Apple has today been awarded yet another patent for a form of under-display Touch ID. This would be another step forward in the company’s long-held ambition of ‘a single slab of glass,’ without bezel or notch.
The coronavirus crisis has of course made Face ID a much less effective method of unlocking an iPhone as it (generally) doesn’t work when wearing a mask …
Background
Long-time Apple design head Jony Ive long said that the company’s ultimate design goal for the iPhone was to have it be ‘a single slab of glass.’ Indeed, we’ve even seen an Apple patent for an iMac with a similar ambition.

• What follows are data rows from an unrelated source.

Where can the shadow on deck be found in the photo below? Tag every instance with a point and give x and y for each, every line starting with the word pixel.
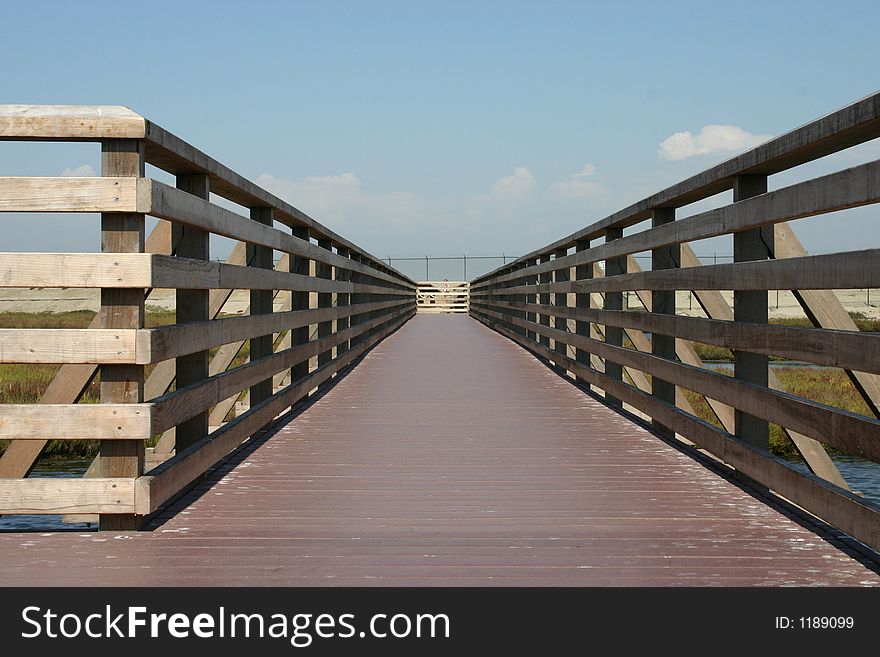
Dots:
pixel 450 456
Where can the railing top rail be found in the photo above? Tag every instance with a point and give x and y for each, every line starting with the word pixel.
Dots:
pixel 165 151
pixel 851 125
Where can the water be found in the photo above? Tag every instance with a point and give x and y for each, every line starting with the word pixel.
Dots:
pixel 49 470
pixel 862 475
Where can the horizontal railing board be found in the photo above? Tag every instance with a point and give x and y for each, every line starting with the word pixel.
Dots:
pixel 168 479
pixel 99 346
pixel 68 194
pixel 841 190
pixel 853 433
pixel 75 421
pixel 852 514
pixel 833 348
pixel 76 270
pixel 181 339
pixel 66 495
pixel 854 124
pixel 70 122
pixel 148 270
pixel 180 405
pixel 833 271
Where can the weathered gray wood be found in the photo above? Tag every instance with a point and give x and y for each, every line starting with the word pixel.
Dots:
pixel 663 303
pixel 167 151
pixel 853 433
pixel 832 348
pixel 751 306
pixel 175 407
pixel 560 301
pixel 325 300
pixel 856 123
pixel 824 309
pixel 169 203
pixel 169 478
pixel 192 306
pixel 614 301
pixel 849 188
pixel 261 304
pixel 122 309
pixel 544 300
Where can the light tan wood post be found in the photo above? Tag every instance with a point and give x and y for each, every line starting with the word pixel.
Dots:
pixel 122 308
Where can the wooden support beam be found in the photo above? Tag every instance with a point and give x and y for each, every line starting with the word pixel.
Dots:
pixel 614 301
pixel 325 300
pixel 122 309
pixel 299 302
pixel 192 306
pixel 261 304
pixel 560 300
pixel 544 300
pixel 751 306
pixel 343 300
pixel 663 346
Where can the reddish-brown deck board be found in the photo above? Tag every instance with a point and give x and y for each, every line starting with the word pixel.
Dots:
pixel 450 456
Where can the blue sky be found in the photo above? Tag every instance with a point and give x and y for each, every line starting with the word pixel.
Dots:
pixel 414 127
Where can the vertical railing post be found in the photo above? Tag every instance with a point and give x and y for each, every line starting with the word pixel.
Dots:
pixel 751 306
pixel 544 300
pixel 582 300
pixel 261 304
pixel 299 300
pixel 663 301
pixel 343 300
pixel 122 308
pixel 614 301
pixel 192 306
pixel 325 300
pixel 356 300
pixel 530 297
pixel 560 300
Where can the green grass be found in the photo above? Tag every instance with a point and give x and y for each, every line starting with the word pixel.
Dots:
pixel 827 386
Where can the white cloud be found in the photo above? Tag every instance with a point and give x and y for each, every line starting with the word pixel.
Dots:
pixel 515 187
pixel 710 139
pixel 82 171
pixel 578 185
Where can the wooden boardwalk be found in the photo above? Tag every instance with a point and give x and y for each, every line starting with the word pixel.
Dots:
pixel 495 471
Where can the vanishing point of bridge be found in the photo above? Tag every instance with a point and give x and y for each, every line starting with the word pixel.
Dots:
pixel 331 435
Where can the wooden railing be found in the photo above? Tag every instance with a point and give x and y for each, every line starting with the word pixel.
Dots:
pixel 193 383
pixel 434 297
pixel 559 303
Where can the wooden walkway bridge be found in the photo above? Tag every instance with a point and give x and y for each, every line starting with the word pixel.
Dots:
pixel 332 436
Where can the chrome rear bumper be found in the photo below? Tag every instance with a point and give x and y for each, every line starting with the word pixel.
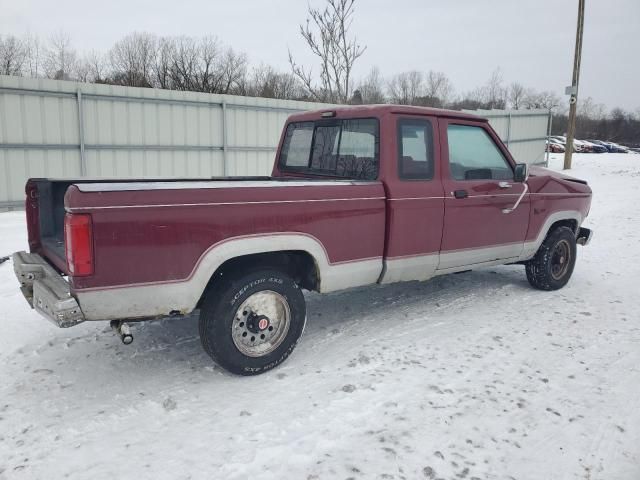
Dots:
pixel 584 236
pixel 46 290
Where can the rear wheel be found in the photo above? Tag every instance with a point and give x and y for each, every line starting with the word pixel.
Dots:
pixel 251 323
pixel 553 264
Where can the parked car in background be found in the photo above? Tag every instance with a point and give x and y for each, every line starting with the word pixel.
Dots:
pixel 613 147
pixel 608 147
pixel 594 147
pixel 554 146
pixel 582 146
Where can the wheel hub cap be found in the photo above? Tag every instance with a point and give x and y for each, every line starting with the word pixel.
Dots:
pixel 261 323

The iPhone X was, said Ive, a major milestone toward that ambition. By eliminating the Home button, it enabled the front of the phone to be almost all display, but the Face ID components do require a notch at the top of the display which was carried through to the iPhone 11 and is expected to be unchanged in the iPhone 12.
A true all-screen front would require either Face ID or Touch ID components to be embedded beneath the display, and Touch ID so far appears the more promising approach.
Apple already has a long list of patents for different approaches to this:
- Latest Apple patent appears to show fingerprint recognition almost anywhere on the screen
- Bezel-free iPhone a step closer as third Apple patent published for Touch ID sensor embedded in display
- Apple granted patent for fingerprint reader embedded in display; could allow auto-authentication
- Apple patents yet another method of embedding fingerprint reader into iPhone display
- Apple details acoustic imaging in new patent, could replace Touch ID as we know it
- Apple granted another patent for ‘the most accurate’ way to embed fingerprint reader into display
- Apple granted patents for bezel-free display and Touch ID button embedded in screen
To lose the notch altogether, Apple would also need to embed other circuitry into the screen, and again has patents for doing so with things like the light sensor, and there is very early tech out there even for embedded cameras.
Latest under-display Touch ID patent
Today’s patent was spotted by Patently Apple. One key aspect here is that the sensor could be quite large, enabling a fingerprint to be recognized over much of the screen, rather than your finger to be positioned in a specific place.
As Apple explains, this would not only make it easier to unlock a phone, but could make in-app authentication a much more seamless experience than having to reposition your finger.
Where a fingerprint sensor is integrated into an electronic device or host device, for example, as noted above, it may be desirable to more quickly perform authentication, particularly while performing another task or an application on the electronic device. In other words, in some instances it may be undesirable to have a user perform an authentication in a separate authentication step, for example switching between tasks to perform the authentication.
For example, instead of tapping to open your banking app, and then having to move your finger to a specific section of the screen, your fingerprint could be read as you tap the app. It would unlock automatically as soon as it opens, just as happens with Face ID today.
We generally caution that Apple patents a lot of things it never brings to market, but in this case the combination of a long line of patents for under-display Touch ID, a long-held ambition to eliminate the notch, and the possibility that we may be wearing face masks for some time, makes this seem an extremely likely bet for a future iPhone.
Incidentally, don’t be mislead by the patent image seemingly have a (rectangular) home button: Apple generally uses very old-fashioned looking generic illustrations in its patents, likely to avoid giving away its design plans.